Monitor Critiques MISO’s Commitment Usage During Summer
MISO leadership addresses its board on Sept. 13 in Minneapolis.
MISO leadership addresses its board on Sept. 13 in Minneapolis. | © RTO Insider LLC
MISO presided over reliable operations at higher prices this summer, with its IMM displeased over how many units the RTO calls up to maintain reliability.

MINNEAPOLIS — MISO presided over reliable operations at higher prices this summer, although its Independent Market Monitor said it is concerned about the RTO’s reliance on out-of-market commitments to maintain reliability.

The difference of opinion arose in Tuesday’s session of the MISO Board of Directors’ Markets Committee during MISO’s quarterly Board Week.

The RTO only called a couple of maximum generation alerts this summer during June’s early heat. That same month, MISO registered the summer’s high systemwide peak at 121 GW on June 21, topping a projected 116-GW monthly peak. The system peaked at 119 GW in July and at 112 GW in August, below expectations of 124 and 122 GW, respectively.

The operations performance came with dramatically higher costs because of soaring natural gas prices, supply chain issues for coal and slightly higher load as the COVID-19 pandemic precautions ease.

The Monitor’s David Patton said all-in summer energy prices doubled year-over-year to about $75/MWh. He said that day-ahead and real-time congestion costs doubled over last summer to more than $750 million, primarily in the footprint’s northern region where abundant wind generation struggles to flow out of the region.

Are Units Being Overcommitted? 

Patton also said MISO operators continued to overcommit generation during the summer.
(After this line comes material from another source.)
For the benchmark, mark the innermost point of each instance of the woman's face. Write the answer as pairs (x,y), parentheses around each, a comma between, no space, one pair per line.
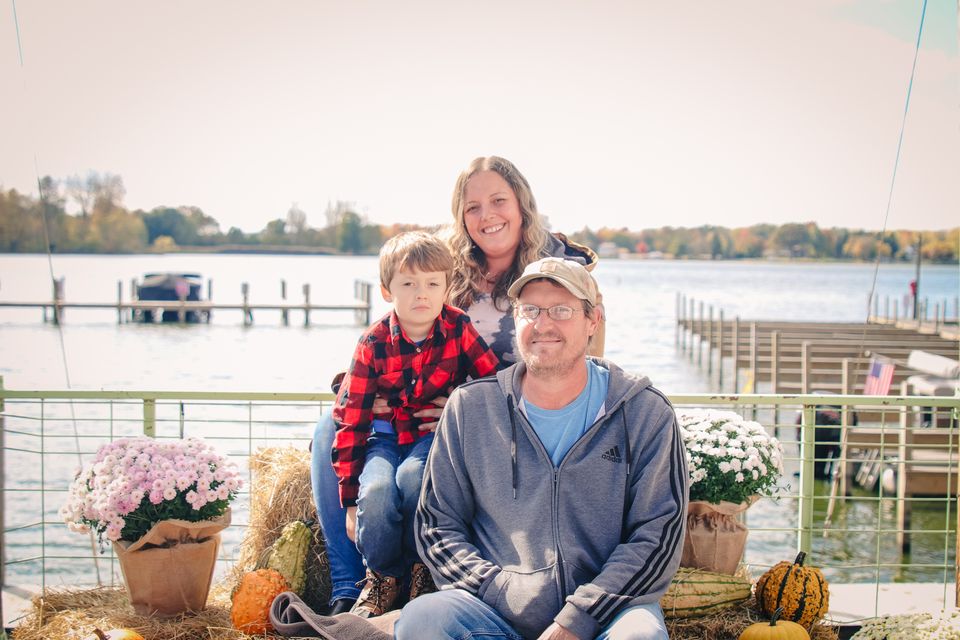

The grid operator said it has had a commitment success rate of about 96% during the season, an indication that it regards most of its commitments as optimal or necessary.

“MISO grades itself as an A+, but at this point we think it’s more a C+. … There’s a disconnect,” Patton said.

Patton estimated that the RTO spent about $80 million in revenue sufficiency guarantee (RSG) payments to resources during the summer. He said only about 10% of the RSG payments are necessary to dilute risk.

MISO uses overly conservative criteria to justify making additional commitments, Patton said. He asked staff to support their commitments with a sharper risk analysis that could avoid excessive commitments. He said the RTO’s operators are “squelching” the markets’ ability to incent nimble generation.

“Ultimately, we want the markets to work,” he said. “We want prices to rise under tight conditions so that fast-start resources are rewarded for the reliability they provide.”

“It is our goal to never make an out-of-market commitment. The reality is we have to make out-of-market commitments,” MISO President Clair Moeller said, adding that exact load amounts materialize in real-time, not day ahead.

Renuka Chatterjee, the grid operator’s vice president of operations, called Patton’s criticism a “healthy tension” between MISO and its Monitor. Patton added that to its credit, the RTO’s leadership is open to discussing the problem further and collaborating on a solution.

MISO, which has begun to track its solar output peaks, said it recorded an all-time high of 2.2 GW on Aug. 31, accounting for 3% of load. Its all-time wind peak remains the 23.6 GW generated on Jan. 18.